Do you count on financial advisors to guide you with wise advice for your personal money matters? Giving that sort of control to someone can understandably be scary.
To feel more confident in your decision, you'll want to know that your advisor is qualified and working in your best interests.
While recognizing these issues with complete certainty may be challenging, there are some red flags that you should watch for. If research into your advisor uncovers one of these warning signs, it might be time to find someone else, or at least to start asking tougher questions.
Here are some of the key warning signs:
- Absence of credentials. Everyone wants to believe that their financial expert is proficient and experienced. One sign that this may not be the case is an absence of professional certifications, such as CFP, CFA, CPA or ChFC designation.
- Take the time to learn more about these designations and exactly what your advisor had to do to earn them.
- If you only want tax advice, a certified public accountant (CPA) might be the best way to proceed. For investment advice, a Chartered Financial Analyst (CFA) is most likely a better choice. If you need a complete financial plan, a CFA, certified financial planner (CFP), or chartered financial consultant (ChFC) will probably be best.
- Lack of Time. If your financial advisor can't make the time to have a minimum of one thorough meeting each year, you may have a serious challenge. When it comes to getting financial advice, you and your goals are all that matters.

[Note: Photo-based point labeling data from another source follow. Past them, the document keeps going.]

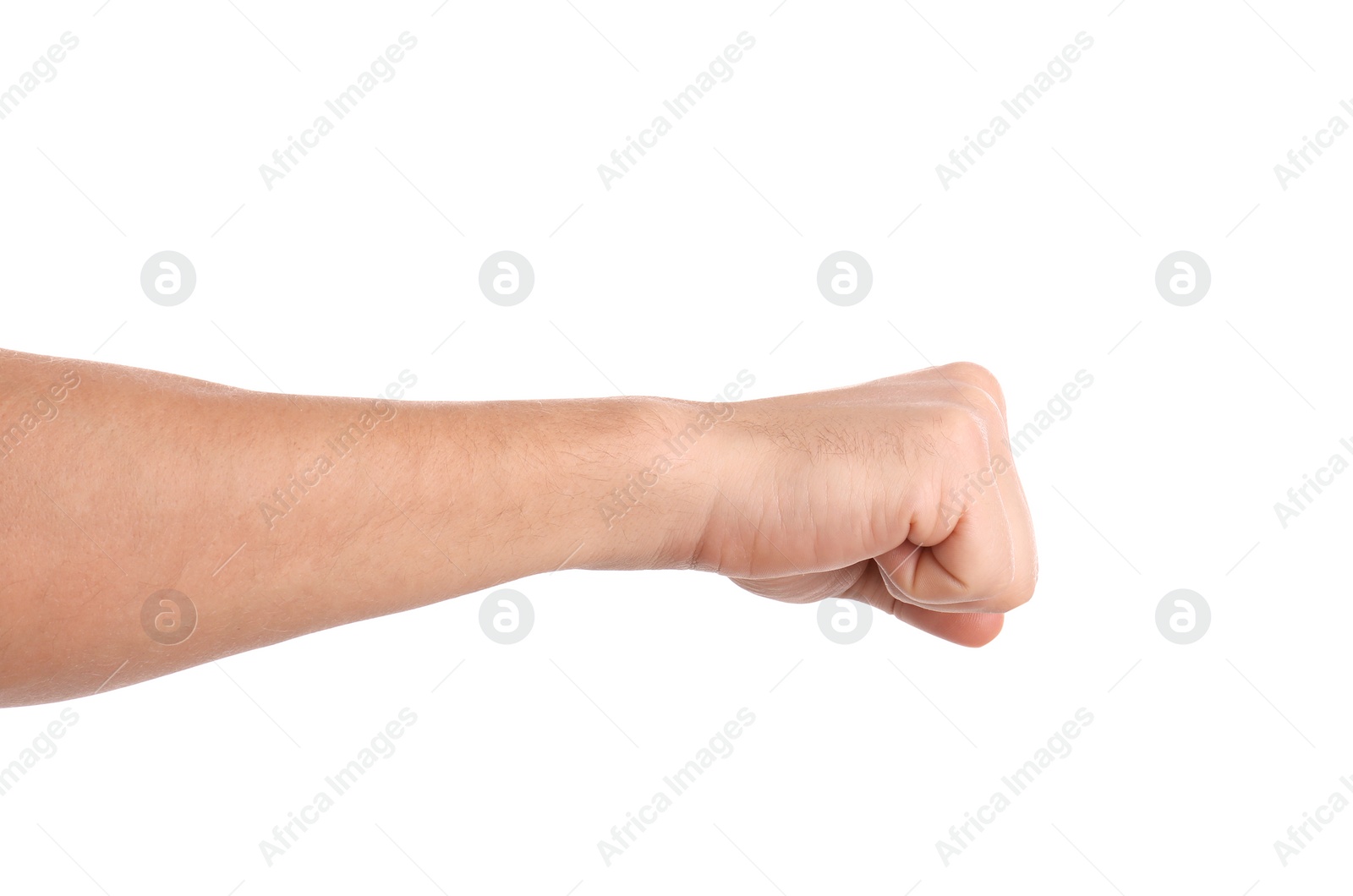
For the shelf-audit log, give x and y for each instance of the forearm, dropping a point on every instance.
(277, 516)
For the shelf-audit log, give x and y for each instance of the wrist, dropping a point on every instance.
(644, 477)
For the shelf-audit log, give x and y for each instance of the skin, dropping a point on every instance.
(118, 482)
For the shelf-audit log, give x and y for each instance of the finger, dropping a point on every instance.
(964, 554)
(969, 630)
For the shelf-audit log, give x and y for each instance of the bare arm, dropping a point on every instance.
(277, 516)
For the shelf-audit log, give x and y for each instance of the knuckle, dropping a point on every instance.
(983, 386)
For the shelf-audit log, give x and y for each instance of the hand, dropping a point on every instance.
(899, 493)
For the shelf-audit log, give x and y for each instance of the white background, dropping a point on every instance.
(700, 263)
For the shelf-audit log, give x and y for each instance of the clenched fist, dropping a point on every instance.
(264, 516)
(899, 493)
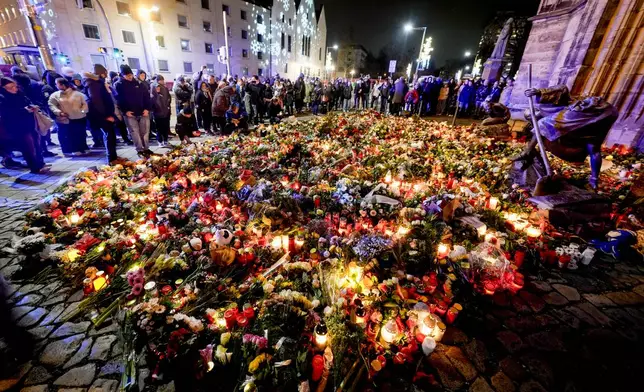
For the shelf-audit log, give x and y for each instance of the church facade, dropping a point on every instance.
(595, 47)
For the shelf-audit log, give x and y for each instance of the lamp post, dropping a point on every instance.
(408, 29)
(327, 63)
(144, 13)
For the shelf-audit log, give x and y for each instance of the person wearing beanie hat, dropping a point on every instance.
(19, 126)
(133, 99)
(100, 71)
(161, 109)
(126, 70)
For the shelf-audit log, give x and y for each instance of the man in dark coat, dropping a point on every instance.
(134, 101)
(101, 111)
(161, 109)
(18, 130)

- Things can change over time; a financial advisor must be updated if he’s going to be effective. If your advisor doesn't have time to meet, does he really have enough time to do all the other things he should be doing?
- Poor Communication Skills. If your financial advisor really knows her stuff, she should be able to explain financial concepts and strategies with relative ease. If you can't understand her explanation, perhaps she just doesn't understand well enough to explain the concepts to you.
- Over-Promising. Promises of significant returns should raise a red flag. An advisor can talk about possible returns provided they don't make any guarantees. While confidence is great, honesty is even better. Big promises can mean a potential scam or that a financial advisor that is less than honest.
- A lack of real transparency. Your advisor should always be forthcoming about the types of investments and the fees and commissions involved. People in these professions can earn significant commissions if they push certain products. Are those products in your best interest?
- Request to see all the fees that you're being charged for any applicable transactions, and ask about the commissions. Ethically, advisors should do what's in the client's best interest.
- Excessive selling. If your advisor is attempting to sell you on a complicated option deal that you're struggling to understand, is it really right for you?
- The financial plan an advisor follows should be tailored to your goals and your level of comfort. Don't allow your advisor to push you into something that's not right for you. If he's following the plan he laid out for you from the beginning, he shouldn't have to talk you into much.
- Disorganized. A lot of record keeping goes along with being a financial advisor. If your advisor isn't organized, then he should be able to hire someone that is. This is your money we're talking about. You need those records for the IRS, at a minimum!
None of these warning signs is necessarily a deal breaker, but they are definitely things to watch out for. Most importantly, be sure you feel confident and comfortable with your advisor. Remember that we're talking about your money here, so keep your eye on it!